Товарисчи! Никому ничего на айхерб не надо? 
у них и так доставка 4 доллара международная, а сейчас до конца месяца бесплатная. 
я, конечно, могу и на 40 долларов набрать, но могу и разделить напополам с кем-то. есть желающие?

----------


## Еленк@

Можно как-то на русский перевести?

----------


## Noireverte

Машинный перевод сайта:

http://translate.google.ru/translate...www.iherb.com/

Думаю, других вариантов нет.

----------


## Еленк@

Спасибо
Вот это http://translate.googleusercontent.c...KOXxfWtmPWeH2w
Вот это http://translate.googleusercontent.c...dDIN7PW8NgeviQ
это http://translate.googleusercontent.c...xrMHJSHeqWU6Nw

----------


## Еленк@

мыло http://translate.google.com/translat...late.google.ru

----------


## Polixenia

Я, кажется, нашла рюкзачок своей мечты :Smile:  Потрясающая расцветка, очень продуманная конструкция, "растет" вместе с малышом, в инете о нем самые позитивные отзывы. Единственный его минус - это его цена. Стоит 130 евро. Шьется в Эстонии, вместе с пересылкой его покупка обойдется в сумму около 5500 рэ и даже выше. Но! При покупке нескольких рюкзачков производитель обещает приличные, до 20-ти процентов скидки. Поэтому на всякий случай хотела узнать у калужских слингомамочек: может, кому-то тоже приглянется рюкзачок "Бьянка" Можно было бы скооперироваться и сделать заказ. Вот ссылка на их сайт:

http://www.sling.ee/

А вот здесь их новая полосатая коллекция, от которой я в полном восторге:

http://www.sling.ee/index.php?option...d=49&Itemid=31

----------


## Ёжик

Я бы непрочь, но только не сейчас.
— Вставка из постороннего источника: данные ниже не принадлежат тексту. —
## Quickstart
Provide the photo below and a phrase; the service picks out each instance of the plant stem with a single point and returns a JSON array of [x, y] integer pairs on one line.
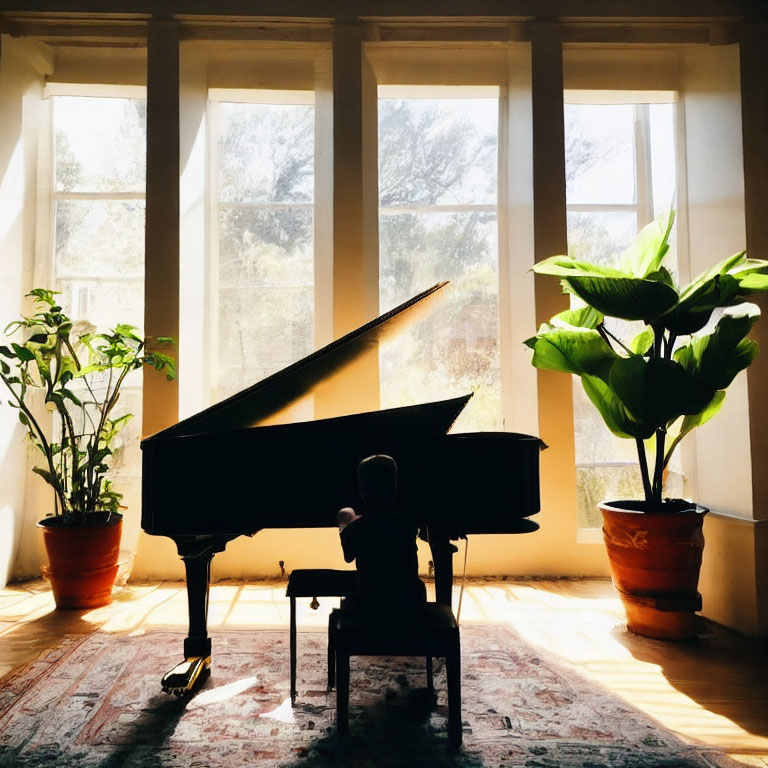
[[601, 330], [616, 339], [658, 472], [643, 461]]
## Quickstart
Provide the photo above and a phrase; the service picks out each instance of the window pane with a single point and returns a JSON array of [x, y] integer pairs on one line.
[[265, 315], [600, 162], [266, 153], [98, 247], [663, 157], [436, 155], [599, 153], [456, 349], [99, 238], [99, 144], [600, 237], [266, 290], [437, 151]]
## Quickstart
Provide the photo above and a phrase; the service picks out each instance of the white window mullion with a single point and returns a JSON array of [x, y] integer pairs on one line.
[[643, 168], [214, 207]]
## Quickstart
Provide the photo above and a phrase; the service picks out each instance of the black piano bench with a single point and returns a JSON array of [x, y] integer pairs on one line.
[[428, 630], [314, 583]]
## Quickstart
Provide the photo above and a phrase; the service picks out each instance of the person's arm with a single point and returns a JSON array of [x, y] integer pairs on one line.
[[349, 533]]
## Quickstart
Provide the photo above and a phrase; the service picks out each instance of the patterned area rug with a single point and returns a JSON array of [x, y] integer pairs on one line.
[[96, 701]]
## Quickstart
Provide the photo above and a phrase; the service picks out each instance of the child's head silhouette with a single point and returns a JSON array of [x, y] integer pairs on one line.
[[377, 479]]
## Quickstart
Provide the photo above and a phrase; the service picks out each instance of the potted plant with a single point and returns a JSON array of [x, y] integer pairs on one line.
[[77, 379], [654, 389]]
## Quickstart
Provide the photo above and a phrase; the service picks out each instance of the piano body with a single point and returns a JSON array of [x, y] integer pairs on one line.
[[299, 475]]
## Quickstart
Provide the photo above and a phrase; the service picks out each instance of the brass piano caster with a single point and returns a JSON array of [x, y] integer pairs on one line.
[[187, 676]]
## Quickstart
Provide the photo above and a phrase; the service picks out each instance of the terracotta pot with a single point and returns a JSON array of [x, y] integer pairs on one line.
[[655, 561], [82, 562]]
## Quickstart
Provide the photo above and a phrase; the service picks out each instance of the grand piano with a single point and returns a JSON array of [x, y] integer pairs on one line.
[[298, 475]]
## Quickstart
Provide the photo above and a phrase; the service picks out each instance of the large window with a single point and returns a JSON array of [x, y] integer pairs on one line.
[[620, 174], [97, 243], [98, 207], [263, 273], [438, 196]]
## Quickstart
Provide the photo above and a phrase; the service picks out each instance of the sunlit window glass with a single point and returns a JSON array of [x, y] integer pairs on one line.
[[438, 221], [99, 158], [265, 267], [620, 174]]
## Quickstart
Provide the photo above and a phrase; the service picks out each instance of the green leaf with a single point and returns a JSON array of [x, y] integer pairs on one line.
[[646, 253], [715, 359], [643, 341], [695, 306], [565, 266], [753, 282], [653, 391], [584, 317], [23, 354], [69, 395], [726, 284], [614, 414], [627, 298], [45, 474], [571, 351], [662, 275], [694, 420]]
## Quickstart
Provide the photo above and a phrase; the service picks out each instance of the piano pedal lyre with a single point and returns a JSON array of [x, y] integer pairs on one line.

Надо выждать время, а то муж меня со всеми моими тратами в нынешнее время убьет, если еще и рюкзак попрошу)))) Так что это если время терпит, то я, возможно, присоединюсь.

----------


## Polixenia

Я в апреле собиралась, ибо сейчас тоже слегка на мели (после того, как прикупила кормительной одежки в ай лав мам).

----------


## Ёжик

Вот, вы хоть прикупили, а все покупаю и покупаюДорвалась, что называется. С сыном такой красоты не было, что-то все невообразимо страшное попадалось

----------


## Polixenia

Я тоже еще не остановилась, лето же впереди

Когда старшая росла, тогда из кормительного (во всяком случае, в Калуге) были только бюстики, так что я тоже отрываюсь :Волна:

----------


## kiara

Домичек, Олесь - я к вам тоже присоседюсь на herb, заказ скину в личку.

----------


## Домик в деревне

Я все про айхерб.
Вот их мастхэвы, это для тех, кто решится еще заказать. В марте заказ на сумму больше 40 долларов (легко набирается, ага) и меньше 1360г. (постоянное ограничение на посылку) бесплатно отправляют. 
Я вторую посылку сейчас формирую. 
Вот нашла отзывы с мастхэвами. Улет =)
http://shophelp.ru/forum/showthread.php?t=24296

----------


## Еленк@

у меня последняя ссылка неправильная. Мыло зелененькое, кот 1 дол.

----------


## Домик в деревне

Еленка, а это вы хотели заказ сделать? а я-то не поняла. думала просто ссылки пишете, что понравилось.
Это я пропустила, т.к. не увидела фразы "хочу присоединиться!" или что-то в этом духе. Уж извиняйте!
В другой раз тогда =(
Заказ мы уже сделали, даже два, больше пока не будем. Но там можно самой. Нужна только карта уровня виза мастеркард или классик, не ниже.

----------


## Еленк@

нет, сама не буду. Очень жаль (

----------


## Домик в деревне

для тех, кто захочет сам с iherb заказать. вот тут подробно об этом магазине http://shophelp.ru/forum/forumdisplay.php?f=173

----------


## KalugaDeti.Ru

Лишние сообщения удалены. Диалог рекомендуется вести в личной переписке.

----------


## kiara

Никто не желает компанию составить на этом сайте http://www.6pm.com ? Доставка 6,95$ всего, независимо от кол-ва вещей. Очень -приочень понравились цены на детскую обувь!!!! Просто невозможно приятные цены - Кроксы, Адидас, Найк, Лакост (моя любовь!)

----------


## Домик в деревне

они в россию не шлют. только через посредника. если у тебя хороший проверенный посредник под небольшой процент, то я с удовольствием =)

----------


## Ёжик

У нас на Шапито сейчас от туда заказ лежит. Тоже люблю этот сайт.

----------


## kiara

Домичек, я знаю девочку (у нас бывает на клубе, Оля Карпова), она ведет СП и с этого сайта. Её орг - 20%, плюс там налог штата 4,5% плюс 7$ доставка (ну её на всех делят) и плюс доставка в Россию (руб 200-300)  вроде вот так. Это многовато выходит?
Можно с ней связаться.
Ёжик - что такое Шапито? Как Вы заказ оформляете с этого сайта?

----------


## Ёжик

> Ёжик - что такое Шапито? Как Вы заказ оформляете с этого сайта?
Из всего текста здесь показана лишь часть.